Formulating views on travel, cont.

Perhaps I would appreciate travel more if it weren't for the revolutions in mass communication and globalization.

First, take shopping while abroad. I've had some good experiences, such as with Petit Bateau T-shirts in France, which mercifully run large enough that I was able to fit into a little girl's size at least back in 2002. Yet much of the time, it's been disappointing. I blame globalization in part; a lot of interesting foreign stores have opened branches in the U.S. (I note that the PB site says it has branches in NY and Boston, and another is coming soon to Beverly Hills.) Second, it's increasingly easy to find interesting and unusual things to wear on the Internet. Like every other twenty-eight-year-old lawyer in the country, I get e-mails from Gilt advertising designer clothes at sharply discounted prices every day at noon; there's Etsy for unusual crafty items, both clothing and non-clothing-related; etc. The incentives to leave home get smaller and smaller.

Second, there's eating abroad. Argentinian meat -- what this country is best known for, culinarily -- is good. Yet it's the composed butters that are most amazingly and surprisingly delightful. Everywhere I go, there's butter for bread with something interesting mixed in it -- sundried tomatoes! tarragon! chives! -- etc. Contrast this with the United States, where olive oil (sometimes seasoned, but often not) seems the condiment of choice in trendy restaurants. Going condiment-less altogether also seems increasingly popular, which I find to be a travesty.

Yet again, though, it seems it's increasingly easy to get delicious and varied ethnic foods at home. It's true, I'm a bit unfairly lucky because I live in a part of the country that has an unusually rich array of ethnic dining options. And of course, this is a good development. But it is one that makes travel inherently less interesting.


  1. OK, pardon the comment-hogging... The shopping thing is a pet peeve of mine as well. The only gift I've ever purchased abroad that was really worth getting abroad, as opposed to just a souvenir, was a plastic raven (along these lines) I brought home for my parents from Germany. It really isn't something you can find just anywhere, although of course once you know something exists, you can always order it once you get home. (I brought the raven in a plastic bag on my flight, which I don't recommend. The beak kept poking through.)
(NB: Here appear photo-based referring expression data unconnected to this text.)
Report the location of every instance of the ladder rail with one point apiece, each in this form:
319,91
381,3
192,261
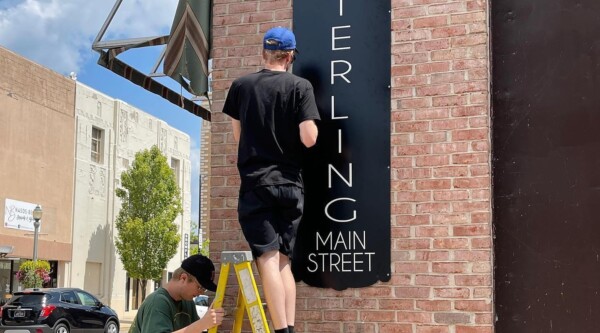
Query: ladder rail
248,300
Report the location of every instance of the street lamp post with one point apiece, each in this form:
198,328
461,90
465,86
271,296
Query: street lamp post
37,216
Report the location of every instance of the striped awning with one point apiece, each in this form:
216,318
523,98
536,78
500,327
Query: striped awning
186,56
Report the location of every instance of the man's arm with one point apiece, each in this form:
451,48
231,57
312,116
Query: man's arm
308,133
237,129
213,317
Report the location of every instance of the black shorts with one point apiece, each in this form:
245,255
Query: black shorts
269,217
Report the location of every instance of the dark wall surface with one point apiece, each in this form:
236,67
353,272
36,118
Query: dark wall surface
546,165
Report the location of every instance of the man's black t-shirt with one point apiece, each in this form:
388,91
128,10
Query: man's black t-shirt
270,105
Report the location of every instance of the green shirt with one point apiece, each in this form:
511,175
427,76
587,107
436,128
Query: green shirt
160,313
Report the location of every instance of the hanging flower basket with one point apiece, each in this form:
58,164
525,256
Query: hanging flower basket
33,274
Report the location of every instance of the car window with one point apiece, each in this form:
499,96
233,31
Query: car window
86,299
28,299
69,297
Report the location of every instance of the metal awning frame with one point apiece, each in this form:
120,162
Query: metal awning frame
103,47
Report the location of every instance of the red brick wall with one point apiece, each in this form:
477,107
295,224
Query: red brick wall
441,216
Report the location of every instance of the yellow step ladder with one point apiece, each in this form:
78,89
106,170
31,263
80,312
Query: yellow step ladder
248,298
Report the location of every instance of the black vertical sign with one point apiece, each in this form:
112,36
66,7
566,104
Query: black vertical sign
345,51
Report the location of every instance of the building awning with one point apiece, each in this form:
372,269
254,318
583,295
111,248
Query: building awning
185,56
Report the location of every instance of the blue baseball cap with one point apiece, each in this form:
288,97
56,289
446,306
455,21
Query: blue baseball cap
279,38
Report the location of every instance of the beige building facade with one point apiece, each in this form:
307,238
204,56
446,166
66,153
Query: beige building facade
108,134
37,136
64,147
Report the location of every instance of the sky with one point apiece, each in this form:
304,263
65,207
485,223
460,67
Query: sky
58,34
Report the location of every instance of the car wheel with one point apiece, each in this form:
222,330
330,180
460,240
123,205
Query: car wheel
111,327
61,328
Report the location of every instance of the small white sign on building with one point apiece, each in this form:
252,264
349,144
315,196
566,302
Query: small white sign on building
18,215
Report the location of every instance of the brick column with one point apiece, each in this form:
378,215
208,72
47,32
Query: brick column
441,211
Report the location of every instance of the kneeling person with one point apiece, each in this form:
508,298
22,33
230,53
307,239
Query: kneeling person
171,308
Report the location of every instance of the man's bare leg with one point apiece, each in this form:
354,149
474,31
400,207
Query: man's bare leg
289,285
275,291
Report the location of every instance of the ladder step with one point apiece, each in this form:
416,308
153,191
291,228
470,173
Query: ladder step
236,257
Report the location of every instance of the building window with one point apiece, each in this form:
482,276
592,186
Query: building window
175,167
97,145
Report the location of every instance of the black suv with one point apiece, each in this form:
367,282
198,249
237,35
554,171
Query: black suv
56,310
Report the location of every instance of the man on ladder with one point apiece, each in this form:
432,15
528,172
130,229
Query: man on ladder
273,117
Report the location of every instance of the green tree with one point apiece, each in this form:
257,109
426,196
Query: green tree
33,274
150,202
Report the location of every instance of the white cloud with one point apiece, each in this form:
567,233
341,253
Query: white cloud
58,34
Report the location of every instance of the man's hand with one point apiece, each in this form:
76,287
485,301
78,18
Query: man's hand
215,316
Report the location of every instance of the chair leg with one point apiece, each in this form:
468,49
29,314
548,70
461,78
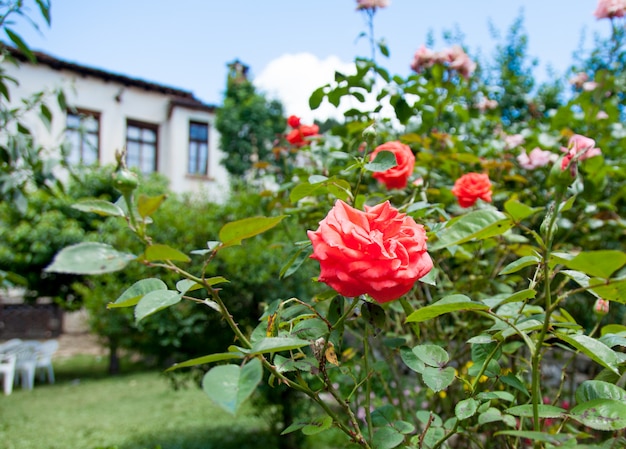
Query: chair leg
8,382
    Food is much more of a reason to enjoy travel, I think, because of the foods that just plain don't exist back home (raw-milk cheese comes to mind, as does flan-in-pastry-crust) or does but costs far less abroad (only relevant if you already had to be abroad, or else the flights kind of cancel that out.) I'm sure that in places that aren't boring, old, Western, France, the possibilities are greater still.

    Finally, re: Petit Bateau, they have a sample sale on now in NY, which I suppose isn't much help if you're now in Argentina. Also, their sizing... This is something I've been trying to figure out, as I'm not even an XS in most clothes, yet am apparently a 14-year-old French girl at that store. Having seen 14-year-old French girls, I know my girth and theirs have little in common. This makes me suspect that it's all an elaborate form of vanity sizing, to make French (and why not American) women believe they still wear the same size as they did back in high school. I noticed that they intend the clothes in "teen" sizes for "les adultes," so clearly something fishy is going on. Wonderful t-shirts though.

  2. Please don't worry about comment hogging! I think probably everyone alive who writes on the Internet enjoys comments...

    I agree with you that the children's sizing gimmick is weird. Your explanation's as compelling as anything that I can think of.